Re: tiltOne - a (big) balancing robot

Reply #5
Good points, of course, but what stops you from uploading the project while it works with the current 3rd party libs? It's not like Microchip updates their libraries very frequently. As soon as it does stop working, just update the project description on the site once to say that it no longer compiles with the current build and people are on their own, and then leave it alone. If it's open source, then the users can contribute the effort to keep the source up to date with 3rd party libs.

In other words, just because you can imagine a reason why it might fail doesn't mean that it will fail. Besides, having it open for a while is better than not having it open at all.

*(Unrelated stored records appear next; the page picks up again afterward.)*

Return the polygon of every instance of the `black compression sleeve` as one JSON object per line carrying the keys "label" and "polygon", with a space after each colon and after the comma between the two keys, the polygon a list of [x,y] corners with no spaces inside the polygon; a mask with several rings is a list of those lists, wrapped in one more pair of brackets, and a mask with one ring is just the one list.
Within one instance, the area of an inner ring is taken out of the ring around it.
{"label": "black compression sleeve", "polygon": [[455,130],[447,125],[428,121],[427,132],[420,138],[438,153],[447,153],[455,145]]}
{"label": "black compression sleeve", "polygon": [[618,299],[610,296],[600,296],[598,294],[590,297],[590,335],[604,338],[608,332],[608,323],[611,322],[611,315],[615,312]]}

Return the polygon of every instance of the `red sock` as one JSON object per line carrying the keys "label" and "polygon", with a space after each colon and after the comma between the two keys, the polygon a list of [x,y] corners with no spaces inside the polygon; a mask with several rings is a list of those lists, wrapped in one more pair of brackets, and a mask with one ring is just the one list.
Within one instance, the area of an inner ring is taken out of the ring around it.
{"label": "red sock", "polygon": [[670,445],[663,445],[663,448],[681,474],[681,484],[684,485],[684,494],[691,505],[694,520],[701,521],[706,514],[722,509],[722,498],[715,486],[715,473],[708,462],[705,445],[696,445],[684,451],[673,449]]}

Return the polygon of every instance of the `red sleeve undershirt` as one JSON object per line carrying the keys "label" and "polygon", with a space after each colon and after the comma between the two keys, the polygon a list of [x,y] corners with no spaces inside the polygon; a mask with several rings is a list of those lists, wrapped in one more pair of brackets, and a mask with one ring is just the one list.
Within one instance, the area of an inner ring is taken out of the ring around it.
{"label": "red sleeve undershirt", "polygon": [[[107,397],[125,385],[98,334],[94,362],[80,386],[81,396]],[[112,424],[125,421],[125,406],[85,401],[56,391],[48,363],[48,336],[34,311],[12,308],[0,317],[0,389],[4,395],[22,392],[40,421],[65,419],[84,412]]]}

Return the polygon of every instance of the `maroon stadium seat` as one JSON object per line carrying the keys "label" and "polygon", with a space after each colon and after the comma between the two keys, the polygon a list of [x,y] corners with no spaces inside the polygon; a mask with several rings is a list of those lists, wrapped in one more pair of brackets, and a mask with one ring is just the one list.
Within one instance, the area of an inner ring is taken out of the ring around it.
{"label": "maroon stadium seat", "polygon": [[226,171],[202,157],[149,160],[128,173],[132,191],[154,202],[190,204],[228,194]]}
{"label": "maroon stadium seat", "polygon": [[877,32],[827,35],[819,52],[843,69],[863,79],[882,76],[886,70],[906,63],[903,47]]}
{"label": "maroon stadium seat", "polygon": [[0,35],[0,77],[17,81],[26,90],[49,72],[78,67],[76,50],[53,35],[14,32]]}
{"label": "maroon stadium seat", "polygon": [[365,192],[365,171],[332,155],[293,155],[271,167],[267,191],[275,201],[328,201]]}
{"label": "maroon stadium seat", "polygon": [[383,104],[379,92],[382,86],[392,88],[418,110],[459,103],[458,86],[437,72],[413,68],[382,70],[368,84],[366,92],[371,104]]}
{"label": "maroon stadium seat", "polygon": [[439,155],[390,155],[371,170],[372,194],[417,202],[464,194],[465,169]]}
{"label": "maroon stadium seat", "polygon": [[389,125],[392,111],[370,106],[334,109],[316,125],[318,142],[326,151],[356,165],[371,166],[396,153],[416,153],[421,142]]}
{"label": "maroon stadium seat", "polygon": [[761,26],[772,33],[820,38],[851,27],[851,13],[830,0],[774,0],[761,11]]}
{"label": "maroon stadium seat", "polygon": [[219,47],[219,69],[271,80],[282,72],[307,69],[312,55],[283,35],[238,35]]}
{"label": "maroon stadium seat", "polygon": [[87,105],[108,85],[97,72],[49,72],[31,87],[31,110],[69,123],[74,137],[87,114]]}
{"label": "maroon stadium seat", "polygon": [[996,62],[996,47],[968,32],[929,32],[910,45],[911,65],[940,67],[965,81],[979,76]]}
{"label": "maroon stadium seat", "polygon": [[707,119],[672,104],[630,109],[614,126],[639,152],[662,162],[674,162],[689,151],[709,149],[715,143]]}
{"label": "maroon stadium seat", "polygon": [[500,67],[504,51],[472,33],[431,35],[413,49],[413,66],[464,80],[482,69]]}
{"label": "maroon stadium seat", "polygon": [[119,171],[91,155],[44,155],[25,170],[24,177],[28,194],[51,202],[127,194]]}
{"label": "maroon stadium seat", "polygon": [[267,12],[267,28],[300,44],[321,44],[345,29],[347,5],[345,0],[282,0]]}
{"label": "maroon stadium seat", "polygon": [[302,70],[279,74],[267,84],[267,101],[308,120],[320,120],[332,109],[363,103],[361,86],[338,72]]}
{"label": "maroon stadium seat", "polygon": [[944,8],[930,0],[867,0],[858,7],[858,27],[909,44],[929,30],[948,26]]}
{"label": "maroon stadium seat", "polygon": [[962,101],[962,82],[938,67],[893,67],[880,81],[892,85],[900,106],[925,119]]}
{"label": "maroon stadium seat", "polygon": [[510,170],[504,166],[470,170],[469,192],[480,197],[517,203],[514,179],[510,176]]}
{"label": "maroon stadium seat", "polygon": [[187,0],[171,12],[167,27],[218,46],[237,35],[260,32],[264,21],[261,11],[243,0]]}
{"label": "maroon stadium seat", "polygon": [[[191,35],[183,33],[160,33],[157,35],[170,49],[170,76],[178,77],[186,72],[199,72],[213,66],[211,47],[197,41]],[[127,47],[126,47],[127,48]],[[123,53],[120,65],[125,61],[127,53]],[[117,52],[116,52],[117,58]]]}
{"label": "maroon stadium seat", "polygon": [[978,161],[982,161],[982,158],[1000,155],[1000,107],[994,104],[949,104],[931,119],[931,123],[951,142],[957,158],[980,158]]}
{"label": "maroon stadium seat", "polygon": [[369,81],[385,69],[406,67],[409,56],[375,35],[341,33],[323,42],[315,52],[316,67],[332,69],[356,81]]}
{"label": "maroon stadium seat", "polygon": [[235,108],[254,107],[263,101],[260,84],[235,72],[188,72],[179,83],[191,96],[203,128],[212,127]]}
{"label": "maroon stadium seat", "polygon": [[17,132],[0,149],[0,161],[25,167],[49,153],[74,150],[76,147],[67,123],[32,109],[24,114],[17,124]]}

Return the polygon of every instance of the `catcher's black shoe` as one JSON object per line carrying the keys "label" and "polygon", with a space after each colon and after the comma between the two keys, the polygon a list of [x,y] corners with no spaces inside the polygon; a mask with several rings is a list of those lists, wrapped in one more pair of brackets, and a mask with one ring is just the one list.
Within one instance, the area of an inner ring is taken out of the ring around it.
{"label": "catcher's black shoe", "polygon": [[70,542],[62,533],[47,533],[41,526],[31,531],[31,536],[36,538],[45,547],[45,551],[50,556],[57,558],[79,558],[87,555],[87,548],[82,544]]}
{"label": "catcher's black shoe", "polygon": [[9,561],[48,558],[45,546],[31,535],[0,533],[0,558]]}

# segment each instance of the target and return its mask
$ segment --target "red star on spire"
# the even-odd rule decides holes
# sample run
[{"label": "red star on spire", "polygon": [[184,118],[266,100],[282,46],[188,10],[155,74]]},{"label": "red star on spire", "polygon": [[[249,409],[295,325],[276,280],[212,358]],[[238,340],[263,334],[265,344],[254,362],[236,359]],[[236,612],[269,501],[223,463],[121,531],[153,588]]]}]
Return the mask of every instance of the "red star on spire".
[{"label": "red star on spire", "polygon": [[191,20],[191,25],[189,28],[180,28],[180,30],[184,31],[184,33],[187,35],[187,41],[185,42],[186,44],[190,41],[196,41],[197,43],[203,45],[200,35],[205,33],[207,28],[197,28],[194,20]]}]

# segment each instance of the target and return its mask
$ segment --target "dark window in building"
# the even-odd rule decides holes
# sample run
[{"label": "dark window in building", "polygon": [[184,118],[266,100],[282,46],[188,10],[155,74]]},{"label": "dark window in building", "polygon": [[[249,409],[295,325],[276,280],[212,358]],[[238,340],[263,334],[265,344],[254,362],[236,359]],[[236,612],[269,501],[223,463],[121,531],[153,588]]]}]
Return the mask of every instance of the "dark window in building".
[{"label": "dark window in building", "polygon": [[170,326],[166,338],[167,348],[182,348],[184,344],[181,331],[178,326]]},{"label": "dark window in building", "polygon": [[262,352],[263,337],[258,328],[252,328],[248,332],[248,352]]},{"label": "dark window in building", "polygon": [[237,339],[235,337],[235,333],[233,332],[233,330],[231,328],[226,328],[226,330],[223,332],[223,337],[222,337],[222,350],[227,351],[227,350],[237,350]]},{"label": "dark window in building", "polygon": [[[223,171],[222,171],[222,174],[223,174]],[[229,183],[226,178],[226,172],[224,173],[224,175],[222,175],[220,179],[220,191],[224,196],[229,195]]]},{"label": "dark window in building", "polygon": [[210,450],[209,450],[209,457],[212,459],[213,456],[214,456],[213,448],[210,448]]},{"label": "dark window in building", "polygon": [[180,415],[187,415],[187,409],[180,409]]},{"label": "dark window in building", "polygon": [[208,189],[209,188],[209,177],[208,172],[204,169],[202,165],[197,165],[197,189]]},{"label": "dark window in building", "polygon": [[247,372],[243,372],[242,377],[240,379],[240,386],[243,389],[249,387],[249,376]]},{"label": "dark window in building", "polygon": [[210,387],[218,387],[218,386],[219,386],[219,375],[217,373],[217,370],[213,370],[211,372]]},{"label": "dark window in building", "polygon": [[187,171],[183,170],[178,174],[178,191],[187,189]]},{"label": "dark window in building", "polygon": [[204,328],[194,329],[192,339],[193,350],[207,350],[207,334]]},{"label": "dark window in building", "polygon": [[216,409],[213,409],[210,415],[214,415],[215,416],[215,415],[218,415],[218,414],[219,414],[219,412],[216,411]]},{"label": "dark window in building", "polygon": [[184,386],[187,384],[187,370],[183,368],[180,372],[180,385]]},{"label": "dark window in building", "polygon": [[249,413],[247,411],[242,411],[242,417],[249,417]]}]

Plus, as I said, just because there are pieces missing doesn't mean that the open community cannot provide a solution.

Re: tiltOne - a (big) balancing robot

Reply #6
[quote author="rsdio"]Good points, of course, but what stops you from uploading the project while it works with the current 3rd party libs?[/quote]

mchip is not the only 3rd party lib out there :) ... i for e.g. have projects that use 3rd party libs I purchased. I can use them but I can't "share the source" so the project without them is not usable. It's just example... IMHO 90% of delays are caused by "the source looks ugly, I do not want other ppl to c how ugly it is, I will first refactor and beautify the source and then I will share it".

Re: tiltOne - a (big) balancing robot

Reply #7
Yes, purchased third-party libs would be a decent excuse, but it's still possible to release the parts that have not been purchased. When nothing is released, everything must be written from scratch, but if most of the source is released then only the third-party libs need to be recreated.

Back before id Software released the source for Doom, Microsoft licensed the source for their Windows gaming team. Problem is that id Software outsourced the audio, and thus they could not provide it to Microsoft. Easy answer: Microsoft just developed their own audio services rather that put the entire project on the shelf. Unfortunately, the first audio implementation sucked, and the second audio implementation was rewritten after DirectSound was released. The audio might have started out a lot better than the first release if they had the original source, but it would have been rewritten by the end anyway.

Re: tiltOne - a (big) balancing robot

Reply #8
[quote author="rsdio"]
Ian was just saying in his blog that open hardware and software should not wait until it is revised. Opening up what you have now could easily speed up the revision process.[/quote]

I agree, especially when they are hobby-grade project and non big collaboratie project where the code needs to be revised before showing its ugliness to everyone eyes ;) (btw, the current tiltOne code is worst than ugly).

We didn't released the code up to now for two reasons:
- the hardware will be totally different after the summer, it is not a "revision" but a total upgrade, with different architecture and newer sensors, that should go totally open source
- there are not up to date schematics, as it started on a perf board as a "test" and then grown by time.

I hope that next projects will start with good coding and extensive documentation, and being open from the beginning, we have to learn from our experience ;)

 

Re: tiltOne - a (big) balancing robot

Reply #9
[quote author="tinito"]- there are not up to date schematics, as it started on a perf board as a "test" and then grown by time.[/quote]
That's a good point. If you have to do totally new work just to open the current version, then it's not worth it. It's one thing to release files you already have (even ugly source), but another thing to have to create new documents.

I assume that you'll want to document your final schematic, though, just for posterity.